Last week my copy of Anno 1701 for the Nintendo DS dropped in and I instantly remembered the happy days when I played the original version for the PC, Anno 1602. While the gameplay is pretty much the same, graphics have been improved a bit and the product circuits got less complex. While you may have needed two or three buildings to produce a certain good, now one or two are enough.
All in all its a worthwile game, which made me looking into alternatives and/or ports for the Mac OS. Sunflowers, the company behind the Anno series, never considered such a step (“market share too less significant”) and I don’t know of any other publisher, such as Aspyr Media, ever considered that either way. This is kind of sad, especially if you look at the gorgeous PC version of 1701 which was released last fall. Intel Macs now certainly have enough power to play those games, but even Steve itself doesn’t put the “almost no mainstream games for the Mac”-problem on a high agenda – which you may imagine if you look at the half-hearted try of Electronic Arts to support the Mac OS with games, which was, of course, vastly announced by Steve on the last MacWorld.

Now, one very interesting project which recently took my attention in this regard is OpenAnno. It seems that a couple of Anno-enthusiasts try to create a clone of the original 1602 version. The game is in very early stage, there is an editor written in Qt, and the game itself seems to be build upon SDL, making it suitable for cross platform gaming. However, like every Open Source game, the developer’s biggest problem is to find people who create kick-ass graphics and animations, and in general, get more attention by the community. I decided to give it a try and create some native mac binaries for the most recent version. This is not done in five minutes, given the fact that the SDL libs (they use SDL_image, SDL_mixer, SDL_gfx and SDL_ttf) aren’t installed on most user Macs and most of those libs are known to have other horrible dependencies. So instead of messing around with frameworks I’ll probably try and link all of them statically to the main application. PhysFS is another dependency, but this shouldn’t be too hard to integrate. Lets see how this goes, I’ll of course post news here if I get it done =)

Beside OpenAnno there are of course other projects which have my attention. At first guitone, where the development slowed down a bit recently, because I’m in the process of rebuilding the monotone wrapper in use again. Having the mtn process run in the main GUI thread seems to cause a lot of problems, sometimes it just doesn’t signal that output is available, so the GUI is stucked (this happens on my beloved win32 port). But I’m not saying that it works better on other platforms… OSX has similar problems. My current solution involves putting the QProcess in a separate thread which has a local task queue and which signals when a certain task has been finished. Thanks to the Trolls that signals and slots work across threads (they are enqueue in this case and are not executed directly), still, my new solution includes some ugly code parts, f.e. when I try to match the finished task to any of the signalled slots.

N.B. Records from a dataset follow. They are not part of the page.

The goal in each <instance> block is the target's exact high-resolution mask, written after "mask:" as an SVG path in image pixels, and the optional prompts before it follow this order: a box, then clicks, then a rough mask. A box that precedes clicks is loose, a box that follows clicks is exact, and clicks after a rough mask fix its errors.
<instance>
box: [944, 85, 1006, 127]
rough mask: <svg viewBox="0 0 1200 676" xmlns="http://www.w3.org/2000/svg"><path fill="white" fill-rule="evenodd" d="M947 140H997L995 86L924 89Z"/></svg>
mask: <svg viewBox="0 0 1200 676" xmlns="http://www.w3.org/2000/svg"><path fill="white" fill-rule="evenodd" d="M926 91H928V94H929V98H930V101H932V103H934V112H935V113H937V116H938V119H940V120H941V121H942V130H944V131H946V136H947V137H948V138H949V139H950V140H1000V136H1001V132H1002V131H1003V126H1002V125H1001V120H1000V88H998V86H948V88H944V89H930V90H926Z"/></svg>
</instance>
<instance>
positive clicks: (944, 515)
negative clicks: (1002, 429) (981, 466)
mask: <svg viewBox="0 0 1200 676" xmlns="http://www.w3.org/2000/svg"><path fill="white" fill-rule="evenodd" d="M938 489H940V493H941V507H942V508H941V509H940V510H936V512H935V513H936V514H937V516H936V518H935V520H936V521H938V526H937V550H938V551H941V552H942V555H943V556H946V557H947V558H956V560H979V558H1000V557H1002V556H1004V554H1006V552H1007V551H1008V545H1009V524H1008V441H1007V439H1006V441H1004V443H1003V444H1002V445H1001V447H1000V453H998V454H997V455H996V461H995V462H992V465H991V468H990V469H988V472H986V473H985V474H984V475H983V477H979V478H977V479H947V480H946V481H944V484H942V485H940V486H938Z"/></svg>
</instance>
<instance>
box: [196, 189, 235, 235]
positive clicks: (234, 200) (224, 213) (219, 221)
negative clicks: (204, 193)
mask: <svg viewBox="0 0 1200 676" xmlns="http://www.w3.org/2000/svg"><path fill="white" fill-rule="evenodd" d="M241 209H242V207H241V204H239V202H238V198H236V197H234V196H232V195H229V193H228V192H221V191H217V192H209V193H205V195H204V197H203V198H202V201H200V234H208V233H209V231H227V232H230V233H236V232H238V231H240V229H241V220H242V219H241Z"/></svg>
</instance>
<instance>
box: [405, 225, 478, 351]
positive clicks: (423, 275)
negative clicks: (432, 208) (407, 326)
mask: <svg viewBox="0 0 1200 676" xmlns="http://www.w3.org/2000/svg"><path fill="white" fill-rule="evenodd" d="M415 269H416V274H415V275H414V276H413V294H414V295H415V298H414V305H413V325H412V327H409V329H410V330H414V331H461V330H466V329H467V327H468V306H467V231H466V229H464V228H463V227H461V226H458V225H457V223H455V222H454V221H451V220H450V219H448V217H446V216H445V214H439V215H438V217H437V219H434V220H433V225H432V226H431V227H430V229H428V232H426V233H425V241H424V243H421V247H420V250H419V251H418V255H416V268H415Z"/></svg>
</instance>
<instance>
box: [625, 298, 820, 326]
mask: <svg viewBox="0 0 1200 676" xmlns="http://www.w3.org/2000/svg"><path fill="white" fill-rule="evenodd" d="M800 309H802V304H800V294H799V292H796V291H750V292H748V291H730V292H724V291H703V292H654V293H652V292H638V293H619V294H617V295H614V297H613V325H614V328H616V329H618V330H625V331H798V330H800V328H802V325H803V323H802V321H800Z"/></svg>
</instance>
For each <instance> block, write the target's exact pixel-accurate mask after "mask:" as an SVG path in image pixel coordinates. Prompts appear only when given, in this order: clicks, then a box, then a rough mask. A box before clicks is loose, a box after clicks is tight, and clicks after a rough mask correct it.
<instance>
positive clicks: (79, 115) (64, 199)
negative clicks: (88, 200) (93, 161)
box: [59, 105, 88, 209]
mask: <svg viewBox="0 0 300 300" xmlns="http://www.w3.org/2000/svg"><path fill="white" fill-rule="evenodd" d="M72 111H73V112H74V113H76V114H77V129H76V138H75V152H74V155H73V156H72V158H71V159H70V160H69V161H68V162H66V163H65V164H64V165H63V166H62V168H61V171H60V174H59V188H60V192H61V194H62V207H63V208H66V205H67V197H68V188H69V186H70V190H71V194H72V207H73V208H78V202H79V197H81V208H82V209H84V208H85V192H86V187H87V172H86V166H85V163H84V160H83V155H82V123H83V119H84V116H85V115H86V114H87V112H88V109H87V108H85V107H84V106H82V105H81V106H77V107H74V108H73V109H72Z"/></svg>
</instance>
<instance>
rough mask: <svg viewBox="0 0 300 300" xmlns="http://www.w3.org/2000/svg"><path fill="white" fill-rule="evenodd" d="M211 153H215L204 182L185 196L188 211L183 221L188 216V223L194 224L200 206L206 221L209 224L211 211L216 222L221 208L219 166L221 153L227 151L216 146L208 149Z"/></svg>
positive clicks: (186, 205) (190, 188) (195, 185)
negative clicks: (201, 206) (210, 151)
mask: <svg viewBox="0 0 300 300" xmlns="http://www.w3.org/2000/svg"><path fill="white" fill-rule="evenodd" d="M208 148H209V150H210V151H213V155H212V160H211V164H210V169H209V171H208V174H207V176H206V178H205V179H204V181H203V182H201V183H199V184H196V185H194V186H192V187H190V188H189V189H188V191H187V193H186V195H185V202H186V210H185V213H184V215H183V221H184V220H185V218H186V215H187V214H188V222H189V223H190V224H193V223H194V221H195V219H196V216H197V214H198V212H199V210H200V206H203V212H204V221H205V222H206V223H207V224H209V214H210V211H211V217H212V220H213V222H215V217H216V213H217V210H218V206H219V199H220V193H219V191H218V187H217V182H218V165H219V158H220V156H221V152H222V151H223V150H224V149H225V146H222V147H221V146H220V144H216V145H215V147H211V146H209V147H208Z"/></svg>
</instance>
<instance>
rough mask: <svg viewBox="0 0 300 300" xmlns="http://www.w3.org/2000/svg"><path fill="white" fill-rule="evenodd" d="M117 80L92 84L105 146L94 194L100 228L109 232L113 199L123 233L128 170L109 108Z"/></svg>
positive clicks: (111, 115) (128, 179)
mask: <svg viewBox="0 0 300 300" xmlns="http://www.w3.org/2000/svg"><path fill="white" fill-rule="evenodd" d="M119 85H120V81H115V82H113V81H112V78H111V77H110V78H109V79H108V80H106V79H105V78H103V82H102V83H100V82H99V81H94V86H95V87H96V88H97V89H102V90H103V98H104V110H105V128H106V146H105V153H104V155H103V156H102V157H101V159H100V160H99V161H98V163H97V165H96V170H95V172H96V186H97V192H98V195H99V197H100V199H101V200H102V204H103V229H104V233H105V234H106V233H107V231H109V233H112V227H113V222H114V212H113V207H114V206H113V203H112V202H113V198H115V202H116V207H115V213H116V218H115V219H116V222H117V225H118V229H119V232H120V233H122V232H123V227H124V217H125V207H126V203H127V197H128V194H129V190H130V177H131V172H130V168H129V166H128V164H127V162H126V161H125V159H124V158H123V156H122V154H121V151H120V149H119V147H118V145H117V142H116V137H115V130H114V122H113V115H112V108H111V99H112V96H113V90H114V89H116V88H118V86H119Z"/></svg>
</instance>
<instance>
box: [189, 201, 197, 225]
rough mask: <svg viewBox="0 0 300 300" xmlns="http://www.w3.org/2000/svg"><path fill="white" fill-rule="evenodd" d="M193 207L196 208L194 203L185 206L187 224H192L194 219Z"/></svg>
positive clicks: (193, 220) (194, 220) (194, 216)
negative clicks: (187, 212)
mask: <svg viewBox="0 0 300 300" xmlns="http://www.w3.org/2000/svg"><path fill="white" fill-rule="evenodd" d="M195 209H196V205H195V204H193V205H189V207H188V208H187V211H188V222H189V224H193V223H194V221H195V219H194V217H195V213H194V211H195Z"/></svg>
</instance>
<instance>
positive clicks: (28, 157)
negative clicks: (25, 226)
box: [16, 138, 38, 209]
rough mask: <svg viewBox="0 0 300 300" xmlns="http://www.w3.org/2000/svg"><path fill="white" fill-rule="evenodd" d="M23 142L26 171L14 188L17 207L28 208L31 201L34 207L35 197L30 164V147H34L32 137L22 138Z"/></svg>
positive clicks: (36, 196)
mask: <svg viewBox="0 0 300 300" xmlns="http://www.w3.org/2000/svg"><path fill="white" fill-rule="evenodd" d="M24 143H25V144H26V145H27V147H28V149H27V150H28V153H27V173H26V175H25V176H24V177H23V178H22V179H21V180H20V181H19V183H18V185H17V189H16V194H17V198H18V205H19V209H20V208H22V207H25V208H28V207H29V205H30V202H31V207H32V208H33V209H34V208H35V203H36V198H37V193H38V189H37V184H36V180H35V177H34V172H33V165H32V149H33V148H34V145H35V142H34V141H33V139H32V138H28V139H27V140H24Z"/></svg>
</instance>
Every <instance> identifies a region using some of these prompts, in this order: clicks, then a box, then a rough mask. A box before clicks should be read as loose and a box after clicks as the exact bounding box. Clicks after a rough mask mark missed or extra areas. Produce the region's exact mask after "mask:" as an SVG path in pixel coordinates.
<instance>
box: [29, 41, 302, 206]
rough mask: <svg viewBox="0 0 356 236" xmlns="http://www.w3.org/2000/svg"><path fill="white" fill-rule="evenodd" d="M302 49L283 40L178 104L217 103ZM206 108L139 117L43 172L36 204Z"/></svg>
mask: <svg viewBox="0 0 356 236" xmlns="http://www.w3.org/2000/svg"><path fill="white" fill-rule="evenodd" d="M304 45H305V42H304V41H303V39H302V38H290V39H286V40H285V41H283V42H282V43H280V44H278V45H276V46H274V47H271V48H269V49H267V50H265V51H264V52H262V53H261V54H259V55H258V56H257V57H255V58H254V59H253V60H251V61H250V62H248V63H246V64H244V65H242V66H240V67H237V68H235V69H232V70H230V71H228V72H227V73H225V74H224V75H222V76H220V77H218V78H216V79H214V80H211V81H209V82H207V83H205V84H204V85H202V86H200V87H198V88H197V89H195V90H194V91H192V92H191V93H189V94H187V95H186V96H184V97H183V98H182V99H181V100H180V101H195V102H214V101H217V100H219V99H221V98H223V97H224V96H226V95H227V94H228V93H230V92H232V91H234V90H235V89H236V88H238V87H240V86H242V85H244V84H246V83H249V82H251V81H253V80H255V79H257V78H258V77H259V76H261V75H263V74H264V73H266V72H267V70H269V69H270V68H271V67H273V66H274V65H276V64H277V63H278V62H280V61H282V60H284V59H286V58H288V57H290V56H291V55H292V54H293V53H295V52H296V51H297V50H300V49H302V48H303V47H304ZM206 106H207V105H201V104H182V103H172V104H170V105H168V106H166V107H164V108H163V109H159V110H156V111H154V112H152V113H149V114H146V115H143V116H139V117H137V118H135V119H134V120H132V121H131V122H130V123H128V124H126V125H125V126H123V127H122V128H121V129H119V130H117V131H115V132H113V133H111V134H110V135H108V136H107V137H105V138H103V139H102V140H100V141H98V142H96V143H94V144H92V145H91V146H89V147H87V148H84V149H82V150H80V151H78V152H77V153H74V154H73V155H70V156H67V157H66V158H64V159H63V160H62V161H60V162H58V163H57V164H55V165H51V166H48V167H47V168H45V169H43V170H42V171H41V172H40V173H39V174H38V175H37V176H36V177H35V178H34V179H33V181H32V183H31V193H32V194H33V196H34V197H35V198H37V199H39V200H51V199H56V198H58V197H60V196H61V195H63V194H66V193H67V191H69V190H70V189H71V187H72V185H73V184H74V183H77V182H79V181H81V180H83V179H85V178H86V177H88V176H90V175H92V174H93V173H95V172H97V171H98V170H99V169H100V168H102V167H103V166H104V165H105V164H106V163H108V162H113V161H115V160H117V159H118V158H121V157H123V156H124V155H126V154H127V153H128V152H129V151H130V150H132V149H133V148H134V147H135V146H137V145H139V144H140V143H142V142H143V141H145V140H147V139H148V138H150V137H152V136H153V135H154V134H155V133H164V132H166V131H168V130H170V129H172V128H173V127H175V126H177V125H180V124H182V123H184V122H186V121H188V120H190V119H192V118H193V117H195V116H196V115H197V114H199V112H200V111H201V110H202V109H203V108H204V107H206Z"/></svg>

Given a general signal like this

void taskFinished(MonotoneTask & task);

and any amount of consumer classes which have a slot for this of course makes the need for code like this

void Consumer::taskFinished(MonotoneTask & task)
{
    // this is not our task...
    if (task.getTaskNumber() != rememberedTaskNumber) return;
}

if one uses a thread-global task number to identify each of them. I’ve looked into various other solutions for this; what I basically need is of course a callback or something which only functional languages provide: lambda notations. But this is Qt, this is C++, so without getting your hands very very dirty (or throwing in big dependencies like boost) there is no way of doing safe, reliable, non-intrusive, cross-thread callbacks. But hey, if you know something I don’t know, I’d be happy to hear from you!